La flemmatica sicumera di Monti ha persuaso il 10% di votanti circa la possibilità che il Paese possa continuare a vivere o a sopravvivere attuando la politica del rigore indicataci dall’Europa: difficile non pensare che la maggior parte dei sostenitori di Lista Civica appartengano a quel 10% di italiani che detiene il 50% della ricchezza nazionale e che vedono il loro reddito non intaccato dall’attuale crisi finanziaria.
“Battuto, spoglio e lacero” ne esce il PD, capace di perdere, rispetto al 2006, 3 milioni e 450 mila voti (8 punti c.ca) alla Camera e 2 milioni 450 mila (6 punti c.ca) al Senato. Tra gli eredi del PCI di mettersi alla testa del partito per parlare al cuore degli italiani non se ne parla nemmeno, sicuri come sono che chi lo facesse le prime pallottole le prenderebbe alle spalle.
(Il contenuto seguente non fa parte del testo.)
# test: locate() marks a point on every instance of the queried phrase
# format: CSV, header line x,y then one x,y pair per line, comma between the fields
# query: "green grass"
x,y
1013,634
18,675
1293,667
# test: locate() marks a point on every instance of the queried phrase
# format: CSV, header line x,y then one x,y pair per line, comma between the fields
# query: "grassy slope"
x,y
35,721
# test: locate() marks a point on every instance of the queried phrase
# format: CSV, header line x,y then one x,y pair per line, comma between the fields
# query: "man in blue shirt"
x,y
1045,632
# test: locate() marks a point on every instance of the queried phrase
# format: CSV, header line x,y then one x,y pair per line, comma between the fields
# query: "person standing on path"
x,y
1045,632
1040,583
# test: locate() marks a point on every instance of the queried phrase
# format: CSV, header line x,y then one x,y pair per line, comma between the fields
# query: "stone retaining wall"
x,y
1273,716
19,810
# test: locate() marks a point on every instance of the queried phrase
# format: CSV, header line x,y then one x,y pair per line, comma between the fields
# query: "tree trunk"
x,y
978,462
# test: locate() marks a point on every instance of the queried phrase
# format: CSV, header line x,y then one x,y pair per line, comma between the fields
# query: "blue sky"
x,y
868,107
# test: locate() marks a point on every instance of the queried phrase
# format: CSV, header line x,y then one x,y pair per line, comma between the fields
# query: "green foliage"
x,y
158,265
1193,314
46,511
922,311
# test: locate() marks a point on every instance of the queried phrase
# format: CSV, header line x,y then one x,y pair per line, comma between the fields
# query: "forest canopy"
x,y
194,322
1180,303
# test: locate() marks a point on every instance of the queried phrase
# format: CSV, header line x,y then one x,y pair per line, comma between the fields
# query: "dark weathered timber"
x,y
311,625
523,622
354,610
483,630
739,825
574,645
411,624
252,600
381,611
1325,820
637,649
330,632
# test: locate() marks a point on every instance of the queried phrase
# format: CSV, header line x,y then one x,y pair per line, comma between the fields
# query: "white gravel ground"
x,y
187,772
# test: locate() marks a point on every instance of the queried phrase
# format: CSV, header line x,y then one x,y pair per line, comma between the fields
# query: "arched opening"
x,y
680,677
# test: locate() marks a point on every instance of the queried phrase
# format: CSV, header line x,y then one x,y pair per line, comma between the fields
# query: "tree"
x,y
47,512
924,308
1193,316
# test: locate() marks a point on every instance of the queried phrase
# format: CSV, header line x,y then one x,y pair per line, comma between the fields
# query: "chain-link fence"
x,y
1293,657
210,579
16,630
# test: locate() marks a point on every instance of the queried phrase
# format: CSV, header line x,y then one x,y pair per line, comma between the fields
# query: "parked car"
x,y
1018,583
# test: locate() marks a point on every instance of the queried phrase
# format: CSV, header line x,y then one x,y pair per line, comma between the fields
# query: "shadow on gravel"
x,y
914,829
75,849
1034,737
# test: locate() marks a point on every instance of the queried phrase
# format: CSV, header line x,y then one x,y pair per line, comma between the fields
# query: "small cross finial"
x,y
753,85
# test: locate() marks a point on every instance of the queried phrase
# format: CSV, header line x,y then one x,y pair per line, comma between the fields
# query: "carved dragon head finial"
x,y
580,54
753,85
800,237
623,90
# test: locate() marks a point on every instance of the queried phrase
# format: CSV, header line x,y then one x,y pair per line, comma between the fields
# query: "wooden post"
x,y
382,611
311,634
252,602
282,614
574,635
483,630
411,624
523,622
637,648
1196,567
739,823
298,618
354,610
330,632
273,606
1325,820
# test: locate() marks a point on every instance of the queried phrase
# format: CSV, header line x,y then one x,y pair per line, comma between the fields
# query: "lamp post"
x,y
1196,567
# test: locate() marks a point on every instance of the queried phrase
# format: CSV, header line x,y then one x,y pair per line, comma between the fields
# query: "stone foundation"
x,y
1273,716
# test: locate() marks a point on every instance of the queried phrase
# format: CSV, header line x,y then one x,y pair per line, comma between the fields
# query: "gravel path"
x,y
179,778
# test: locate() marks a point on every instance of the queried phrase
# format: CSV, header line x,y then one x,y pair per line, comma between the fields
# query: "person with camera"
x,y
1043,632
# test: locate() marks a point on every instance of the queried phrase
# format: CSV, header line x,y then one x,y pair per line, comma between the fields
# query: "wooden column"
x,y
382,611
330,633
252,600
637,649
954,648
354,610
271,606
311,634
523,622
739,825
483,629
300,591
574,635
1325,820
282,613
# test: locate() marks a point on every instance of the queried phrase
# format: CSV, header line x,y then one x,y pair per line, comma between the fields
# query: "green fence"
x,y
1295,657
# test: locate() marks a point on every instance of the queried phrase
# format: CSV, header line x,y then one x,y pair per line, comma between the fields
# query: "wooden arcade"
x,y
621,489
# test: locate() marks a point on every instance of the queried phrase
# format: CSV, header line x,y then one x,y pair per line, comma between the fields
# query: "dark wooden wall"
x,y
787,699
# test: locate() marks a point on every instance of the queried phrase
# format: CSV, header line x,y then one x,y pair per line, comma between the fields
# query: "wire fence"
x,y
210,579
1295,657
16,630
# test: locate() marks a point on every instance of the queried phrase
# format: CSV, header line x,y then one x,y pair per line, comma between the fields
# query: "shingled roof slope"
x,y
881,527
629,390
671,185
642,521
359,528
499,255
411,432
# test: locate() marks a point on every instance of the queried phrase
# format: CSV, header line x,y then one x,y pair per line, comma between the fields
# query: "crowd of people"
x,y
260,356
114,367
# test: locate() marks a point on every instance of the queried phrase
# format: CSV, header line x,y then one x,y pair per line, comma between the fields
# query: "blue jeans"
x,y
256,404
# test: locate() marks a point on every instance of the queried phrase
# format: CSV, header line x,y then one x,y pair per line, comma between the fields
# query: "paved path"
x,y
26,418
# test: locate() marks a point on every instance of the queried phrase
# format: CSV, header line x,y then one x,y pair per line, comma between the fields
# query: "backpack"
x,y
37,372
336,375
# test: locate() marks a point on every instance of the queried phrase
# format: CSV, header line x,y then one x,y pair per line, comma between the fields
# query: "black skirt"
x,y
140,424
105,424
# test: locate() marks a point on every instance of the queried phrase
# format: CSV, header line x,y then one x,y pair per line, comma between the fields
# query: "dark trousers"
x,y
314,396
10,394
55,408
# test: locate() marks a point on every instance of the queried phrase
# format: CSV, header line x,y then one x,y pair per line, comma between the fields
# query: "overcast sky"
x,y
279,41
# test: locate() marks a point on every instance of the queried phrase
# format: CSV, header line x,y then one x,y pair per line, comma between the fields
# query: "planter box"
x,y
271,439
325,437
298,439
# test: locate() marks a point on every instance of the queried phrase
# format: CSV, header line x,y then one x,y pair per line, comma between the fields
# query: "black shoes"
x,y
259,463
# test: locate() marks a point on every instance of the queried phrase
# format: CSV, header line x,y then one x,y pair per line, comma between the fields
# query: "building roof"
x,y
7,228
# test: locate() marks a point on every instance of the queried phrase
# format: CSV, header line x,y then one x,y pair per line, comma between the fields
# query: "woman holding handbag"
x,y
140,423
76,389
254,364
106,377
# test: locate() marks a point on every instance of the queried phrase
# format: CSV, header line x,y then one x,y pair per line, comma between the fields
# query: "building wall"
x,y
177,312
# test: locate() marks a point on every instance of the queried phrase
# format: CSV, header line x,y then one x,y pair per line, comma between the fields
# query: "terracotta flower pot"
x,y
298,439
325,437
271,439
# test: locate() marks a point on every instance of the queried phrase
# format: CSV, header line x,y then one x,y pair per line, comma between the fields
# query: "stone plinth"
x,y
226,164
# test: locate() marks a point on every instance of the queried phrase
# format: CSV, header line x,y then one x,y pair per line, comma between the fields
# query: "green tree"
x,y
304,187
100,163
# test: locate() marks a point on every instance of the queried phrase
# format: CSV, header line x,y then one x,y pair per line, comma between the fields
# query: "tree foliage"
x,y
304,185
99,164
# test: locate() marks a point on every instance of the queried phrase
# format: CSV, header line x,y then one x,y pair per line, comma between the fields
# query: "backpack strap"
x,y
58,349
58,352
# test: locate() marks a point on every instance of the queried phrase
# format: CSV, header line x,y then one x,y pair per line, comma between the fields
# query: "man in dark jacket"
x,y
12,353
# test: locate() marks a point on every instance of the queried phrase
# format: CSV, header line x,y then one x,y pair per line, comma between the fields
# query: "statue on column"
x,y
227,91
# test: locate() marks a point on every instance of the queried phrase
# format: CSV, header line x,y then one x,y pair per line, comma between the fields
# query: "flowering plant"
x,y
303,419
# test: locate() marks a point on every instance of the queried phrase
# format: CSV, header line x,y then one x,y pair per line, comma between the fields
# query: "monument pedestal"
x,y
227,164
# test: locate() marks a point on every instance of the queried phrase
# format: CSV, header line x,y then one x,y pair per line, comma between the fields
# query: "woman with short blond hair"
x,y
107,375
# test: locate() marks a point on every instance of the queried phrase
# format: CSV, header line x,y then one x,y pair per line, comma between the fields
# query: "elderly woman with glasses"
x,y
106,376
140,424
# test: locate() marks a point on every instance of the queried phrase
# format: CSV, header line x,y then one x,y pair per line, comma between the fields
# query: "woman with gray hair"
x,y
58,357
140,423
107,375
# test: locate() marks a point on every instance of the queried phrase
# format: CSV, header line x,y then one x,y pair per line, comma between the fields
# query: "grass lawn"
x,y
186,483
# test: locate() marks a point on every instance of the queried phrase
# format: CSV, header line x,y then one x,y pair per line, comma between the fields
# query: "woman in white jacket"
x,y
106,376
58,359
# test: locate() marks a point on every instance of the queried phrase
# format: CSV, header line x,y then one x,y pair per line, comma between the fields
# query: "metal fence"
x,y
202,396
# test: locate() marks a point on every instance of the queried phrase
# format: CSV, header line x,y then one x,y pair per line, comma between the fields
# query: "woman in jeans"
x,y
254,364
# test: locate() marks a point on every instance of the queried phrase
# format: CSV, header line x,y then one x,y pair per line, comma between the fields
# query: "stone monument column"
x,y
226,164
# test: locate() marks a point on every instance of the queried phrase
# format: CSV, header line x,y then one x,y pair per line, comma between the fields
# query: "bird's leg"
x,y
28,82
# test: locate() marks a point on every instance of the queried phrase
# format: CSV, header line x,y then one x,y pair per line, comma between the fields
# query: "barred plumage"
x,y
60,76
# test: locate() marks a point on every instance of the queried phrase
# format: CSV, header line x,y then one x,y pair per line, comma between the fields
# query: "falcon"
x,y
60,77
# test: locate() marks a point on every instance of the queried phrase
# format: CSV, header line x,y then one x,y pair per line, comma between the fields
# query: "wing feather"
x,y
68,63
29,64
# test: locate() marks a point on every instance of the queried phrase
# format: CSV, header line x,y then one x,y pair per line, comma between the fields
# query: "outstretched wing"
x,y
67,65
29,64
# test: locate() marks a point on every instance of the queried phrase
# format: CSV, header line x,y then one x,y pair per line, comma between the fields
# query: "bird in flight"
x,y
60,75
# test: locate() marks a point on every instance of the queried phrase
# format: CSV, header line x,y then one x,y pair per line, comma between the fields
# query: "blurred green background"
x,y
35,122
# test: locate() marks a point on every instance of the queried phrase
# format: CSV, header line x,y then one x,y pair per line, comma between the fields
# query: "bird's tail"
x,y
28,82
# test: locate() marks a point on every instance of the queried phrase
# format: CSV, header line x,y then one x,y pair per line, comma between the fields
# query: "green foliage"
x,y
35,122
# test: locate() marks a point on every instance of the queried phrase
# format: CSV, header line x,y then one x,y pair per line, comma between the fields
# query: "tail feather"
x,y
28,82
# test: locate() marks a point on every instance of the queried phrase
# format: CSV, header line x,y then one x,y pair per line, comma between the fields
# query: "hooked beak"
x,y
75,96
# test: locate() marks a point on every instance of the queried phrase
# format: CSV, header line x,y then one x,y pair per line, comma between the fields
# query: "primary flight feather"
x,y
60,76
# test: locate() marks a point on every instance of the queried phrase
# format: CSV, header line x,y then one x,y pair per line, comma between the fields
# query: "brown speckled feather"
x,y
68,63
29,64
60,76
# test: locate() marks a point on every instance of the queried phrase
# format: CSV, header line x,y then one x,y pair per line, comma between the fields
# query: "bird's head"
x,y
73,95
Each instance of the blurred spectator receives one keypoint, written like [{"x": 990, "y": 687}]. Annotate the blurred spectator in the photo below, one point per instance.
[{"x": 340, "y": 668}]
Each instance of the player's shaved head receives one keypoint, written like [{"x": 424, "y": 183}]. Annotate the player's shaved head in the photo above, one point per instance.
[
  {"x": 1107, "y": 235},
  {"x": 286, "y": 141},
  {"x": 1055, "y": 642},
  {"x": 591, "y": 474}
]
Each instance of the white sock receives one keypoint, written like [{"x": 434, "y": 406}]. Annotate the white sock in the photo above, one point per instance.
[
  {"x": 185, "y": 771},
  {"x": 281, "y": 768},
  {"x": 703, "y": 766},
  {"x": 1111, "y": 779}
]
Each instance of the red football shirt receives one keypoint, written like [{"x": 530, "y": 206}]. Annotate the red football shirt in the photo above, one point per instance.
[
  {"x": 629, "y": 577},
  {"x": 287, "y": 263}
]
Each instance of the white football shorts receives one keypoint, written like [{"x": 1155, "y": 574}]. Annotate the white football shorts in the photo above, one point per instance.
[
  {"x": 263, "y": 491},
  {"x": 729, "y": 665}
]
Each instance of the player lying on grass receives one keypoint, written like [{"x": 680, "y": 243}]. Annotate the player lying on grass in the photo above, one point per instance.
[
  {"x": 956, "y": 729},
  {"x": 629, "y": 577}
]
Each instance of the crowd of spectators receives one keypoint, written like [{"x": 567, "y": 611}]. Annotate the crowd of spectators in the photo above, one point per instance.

Per guidare il PD serve il lasciapassare delle “primarie” indispensabile a disarmare il fuoco amico grazie al salvacondotto dei numeri e non già per la forza delle idee, sulle quali clientele e cordate continuano ad aver ragione. Sappiamo alla fine com’è andata: Bersani ha avuto la maggioranza della Camera, ma non quella al Senato, non essendo egli riuscito a convincere gli italiani di saper rinnovare il suo partito, di aprirlo alla società e attirare quei tre milioni e mezzo di giovani, disoccupati e precari che attendono sviluppo e redistribuzione del reddito.
L’effetto più deleterio è arrivato dal peggior sistema elettorale dell’occidente, che ha quasi ammutolito i candidati, consentendo ai capi delle coalizioni di monopolizzare le scene televisive o i palchi delle piazze. Molti dei nuovi parlamentari risultano perciò sconosciuti ai più ed eletti solo per “grazia” ricevuta: il rinnovamento non è positivo se manca il discernimento. Così la nutrita schiera d’italiani, delusi e disorientati dalle continue notizie di “malapolitica”, ha seguito ancora una volta chi ha saputo far svolazzare le bandiere davanti ai suoi occhi, confermando, dopo 500 anni, l’intuizione del Machiavelli riguardo a un popolo che ancora attende chi lo libererà dal peso di imparare come ci si governa in democrazia.